Omicidio Laura Ziliani: “Così l’abbiamo uccisa”

Silvia e Paola Zani e Mirto Milani avrebbero fatto un'ammissione completa delle modalità con cui è maturato il delitto della ex vigilessa. Stordita con i farmaci e poi strangolata a mani nude.

Temù. L’hanno stordita con una dose massiccia di benzodiazepine, quindi, quando non era più in grado di reagire, una volta addormentata, le hanno avvolto un sacchetto di cellophane attorno alla testa, per soffocarla.
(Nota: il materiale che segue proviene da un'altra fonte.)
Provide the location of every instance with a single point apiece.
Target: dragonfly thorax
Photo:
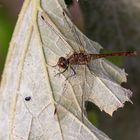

Poichè però  il laccio di velcro utilizzato era troppo lasco, l’hanno uccisa strangolandola a mani nude.
Ad agire materialmente sarebbero stati Silvia e Mirto. Una volta morta, hanno caricato il cadavere della madre sull’auto e l’hanno poi nascosto nel bosco dove è stato ritrovato tre mesi dopo la scomparsa, portato alla luce dalla piena del fiume Oglio a Temù.
Questa la confessione rilasciata dal “trio criminale” agli inquirenti: Silvia e Paola Zani, figlie di Laura Ziliani, la ex vigilessa 55enne di Temù, e Mirto Milani (foto in basso) hanno rotto il muro di silenzio in cui si erano chiusi dal momento dell’arresto, avvenuto il 24 settembre scorso e hanno ammesso le proprie responsabilità e le modalità con cui sarebbe avvenuto il delitto.

mirto milani

I tre indagati hanno anche ammesso che si trattava di un piano omicida ideato tempo prima, da quel 16 aprile in cui a Laura venne fatta bere una tisana contenente psicofarmaci. Ma quella volta il progetto fallì: Laura rimase stordita per un paio di giorni, tanto che il suo compagnò insinuò il sospetto che avessero tentato di avvelenarla. Un’ipotesi che la ex vigilessa respinse in modo deciso.
Il tentativo, a cui Mirto Milani si sarebbe detto contrario, non andò in porto, nonostante tutti i preparativi approntati, tra cui anche la buca scavata nel bosco, la stessa poi rinvenuta dagli inquirenti.
Nonostante il fallimento, il terzetto ci riprovò dopo circa tre settimane, nella notte tra il 7 e l’8 maggio, vigilia della festa della mamma, andando a segno.
Secondo quanto emerso il movente sarebbe quello ipotizzato dalla Procura: ovvero i soldi e la gestione dell’ingente patrimonio immobiliare della madre.
A capo del progetto ci sarebbe stata Silvia, la figlia maggiore, stanca del rapporto teso con la madre, che le rimproverava di non avere una professione e un “posto nel mondo”. Mirto avrebbe avallato il progetto, così ha dichiarato, per “amore” verso la fidanzata.
Per gli inquirenti l’obbiettivo era quello di mettere mano alle rendite della madre, così da poterle gestire in autonomia, come emerso da una intercettazione telefonica in cui Silvia “esulta” per i 900 euro di un affitto incassato, utili per l’acquisto di un’auto.